Saturday, May 31, 2008

sheep may safely graze?

We made a swift visit to Cologne, not for any very compelling reason other than it was there. Naturally we explored the cathedral, which is just as big as I remember it being, we were both rather struck by the slightly more contemporary saints that have been added in certain places, and most especially by this very knowing and camp trio. I don't know what the sculptor was trying to say, really...


more spray art

It's from Essen, or possible Cologne, shame that some little bugger tagged over it.


Thursday, May 29, 2008

Paris

I find it quite comforting to discover that while Paris remains as slick and european as ever, with scarcely a french voice to heard on certain streets. In various corners, however, Parisians are still pursuing various eccentric trades. It all started when I went looking for a shop I had found the last time I worked at the Pompidou; it specialised entirely in cow related artefacts, and I was hoping to find some friesian patterned socks to cheer up the Arts correspondent. As I half suspected, that shop might have been too specialised in its appeal, and has now been replaced by a bar.

What I did find, however were two splendidly eccentric shops, one specialising in the restoration and hire of ivory and historical animal specimens. and in Les Halles, a shop dedicated to the destruction of rats, with a comprehensive window display of specimens killed in the area since 1925. Its proximity to a very nice boulangerie must, I think, be coincidental.








Saturday, May 10, 2008

straight to Hull, more Yorkshire spray art

I found this was on the same wall in Sheffield where I pictured a sprayed image a couple of years ago (http://lx999.blogspot.com/2006_11_01_archive.html), and although the wall has since been repainted, the same artist has made a return visit, his subject is a bit more morose this time.


Tuesday, May 06, 2008

baggage

Time was, when you participated in a Theatre festival there would always be some sort of official present.

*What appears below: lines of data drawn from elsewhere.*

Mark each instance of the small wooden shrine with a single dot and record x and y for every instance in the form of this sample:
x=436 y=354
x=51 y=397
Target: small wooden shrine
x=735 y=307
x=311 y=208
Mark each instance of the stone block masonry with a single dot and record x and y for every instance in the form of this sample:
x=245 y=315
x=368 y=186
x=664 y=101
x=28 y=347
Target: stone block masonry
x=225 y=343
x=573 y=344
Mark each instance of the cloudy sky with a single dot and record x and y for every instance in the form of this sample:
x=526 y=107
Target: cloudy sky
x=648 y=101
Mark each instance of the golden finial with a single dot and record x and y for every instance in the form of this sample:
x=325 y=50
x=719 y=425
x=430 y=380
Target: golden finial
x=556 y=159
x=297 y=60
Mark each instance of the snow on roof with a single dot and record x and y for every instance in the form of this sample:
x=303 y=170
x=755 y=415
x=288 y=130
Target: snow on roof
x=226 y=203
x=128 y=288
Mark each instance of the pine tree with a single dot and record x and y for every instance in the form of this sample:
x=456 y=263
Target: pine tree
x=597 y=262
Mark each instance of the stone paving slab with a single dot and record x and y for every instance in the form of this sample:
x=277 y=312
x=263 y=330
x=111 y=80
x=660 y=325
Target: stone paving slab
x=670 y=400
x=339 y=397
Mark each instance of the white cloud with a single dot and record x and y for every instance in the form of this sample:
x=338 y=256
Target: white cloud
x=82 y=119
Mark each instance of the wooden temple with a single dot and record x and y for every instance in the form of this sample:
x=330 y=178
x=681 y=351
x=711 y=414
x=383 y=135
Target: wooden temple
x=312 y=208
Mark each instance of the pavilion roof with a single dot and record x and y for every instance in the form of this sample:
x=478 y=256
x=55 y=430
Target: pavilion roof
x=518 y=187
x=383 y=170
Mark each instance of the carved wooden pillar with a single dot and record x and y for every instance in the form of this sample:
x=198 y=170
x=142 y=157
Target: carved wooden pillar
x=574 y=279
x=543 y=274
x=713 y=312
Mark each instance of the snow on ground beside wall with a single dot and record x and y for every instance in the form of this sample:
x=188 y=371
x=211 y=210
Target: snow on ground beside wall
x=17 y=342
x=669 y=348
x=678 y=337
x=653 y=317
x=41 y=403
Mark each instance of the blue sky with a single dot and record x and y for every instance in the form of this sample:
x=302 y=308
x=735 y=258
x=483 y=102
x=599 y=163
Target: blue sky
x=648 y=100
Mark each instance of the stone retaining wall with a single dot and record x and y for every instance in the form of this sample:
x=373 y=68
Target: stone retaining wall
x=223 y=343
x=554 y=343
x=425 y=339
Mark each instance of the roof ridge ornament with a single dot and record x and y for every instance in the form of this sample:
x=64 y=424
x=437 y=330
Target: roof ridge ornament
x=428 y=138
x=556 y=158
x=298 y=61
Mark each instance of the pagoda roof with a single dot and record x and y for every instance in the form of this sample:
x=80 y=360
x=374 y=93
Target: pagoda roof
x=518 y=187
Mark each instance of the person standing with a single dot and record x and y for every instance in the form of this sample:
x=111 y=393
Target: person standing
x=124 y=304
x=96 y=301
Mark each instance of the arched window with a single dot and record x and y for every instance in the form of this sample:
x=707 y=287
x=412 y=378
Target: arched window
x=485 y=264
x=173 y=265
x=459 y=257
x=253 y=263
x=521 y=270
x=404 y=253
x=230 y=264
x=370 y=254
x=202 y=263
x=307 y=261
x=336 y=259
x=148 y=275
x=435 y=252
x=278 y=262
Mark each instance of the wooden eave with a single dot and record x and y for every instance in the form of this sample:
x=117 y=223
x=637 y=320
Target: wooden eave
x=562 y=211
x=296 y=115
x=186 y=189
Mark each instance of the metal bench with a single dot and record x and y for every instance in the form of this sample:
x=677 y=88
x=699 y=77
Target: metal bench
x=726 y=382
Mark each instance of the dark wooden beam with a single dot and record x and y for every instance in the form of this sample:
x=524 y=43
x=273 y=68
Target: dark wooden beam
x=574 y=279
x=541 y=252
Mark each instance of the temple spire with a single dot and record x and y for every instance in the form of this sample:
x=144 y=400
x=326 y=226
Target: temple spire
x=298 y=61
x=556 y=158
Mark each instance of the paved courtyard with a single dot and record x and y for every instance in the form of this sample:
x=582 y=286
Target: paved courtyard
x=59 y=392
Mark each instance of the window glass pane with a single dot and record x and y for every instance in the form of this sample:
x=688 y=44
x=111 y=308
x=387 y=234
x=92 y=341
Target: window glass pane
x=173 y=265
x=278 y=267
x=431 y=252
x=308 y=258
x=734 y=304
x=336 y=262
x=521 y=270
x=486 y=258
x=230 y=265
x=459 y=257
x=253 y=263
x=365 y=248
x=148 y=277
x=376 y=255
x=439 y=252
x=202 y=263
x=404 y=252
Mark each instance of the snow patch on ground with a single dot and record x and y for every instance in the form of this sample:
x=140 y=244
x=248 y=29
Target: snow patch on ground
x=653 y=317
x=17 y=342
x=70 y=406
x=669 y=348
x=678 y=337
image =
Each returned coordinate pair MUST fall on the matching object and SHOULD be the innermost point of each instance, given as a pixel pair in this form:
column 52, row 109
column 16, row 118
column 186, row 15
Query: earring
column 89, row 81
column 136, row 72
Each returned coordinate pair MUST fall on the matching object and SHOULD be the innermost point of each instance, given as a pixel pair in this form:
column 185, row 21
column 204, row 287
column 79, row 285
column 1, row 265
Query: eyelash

Inevitably there would be a t-shirt, equally inevitably the wrong size, made of impossibly cheap material and covered in the names of sponsors that you have never heard of, and finished off with some sort of snappy arts related strapline across the chest. Commonly, when you arrive at your venue there will be a row of carrier bags, one for each participant, containing the afforementioned t-shirt and some sort of quirky gift; a mozart kugeln in Vienna, a recycled pencil in Copenhagen, and incomprehensively, a condom in Bogota.

In the last year or so, however, things have changed, the message is now the bag- it has become de rigeur for any self respecting festival to produce its own celebratory luggage; weird nylon things in Latin America or over-printed cotton in most of Europe. Last week we were clearing out the store, in preparation for an influx of unusable tat (aka: the new show), and as I was clearing, I was struck by the sheer number of discarded festival bags littering the floor. The prize for most creative goes to the former Eastern Europe, and a festival in Prague: hand sewn and finished with patches of coloured fabric providing a series of mysteriously purposeless pockets. Will this madness never end?

By way of a digression, I took Tim the satnav out for its first European outing this weekend, driving from Zeebrugge to Gelsenkirchen, and he performed admirably, guiding me through three countries without any trauma. The only moment of dissent occurred when I switched it on on the ferry, and it announced; 'turn around when possible', either it had developed cold feet about travelling, or it was still determined that Dover is a nicer ferry port than Hull, I think the jury's out on that one.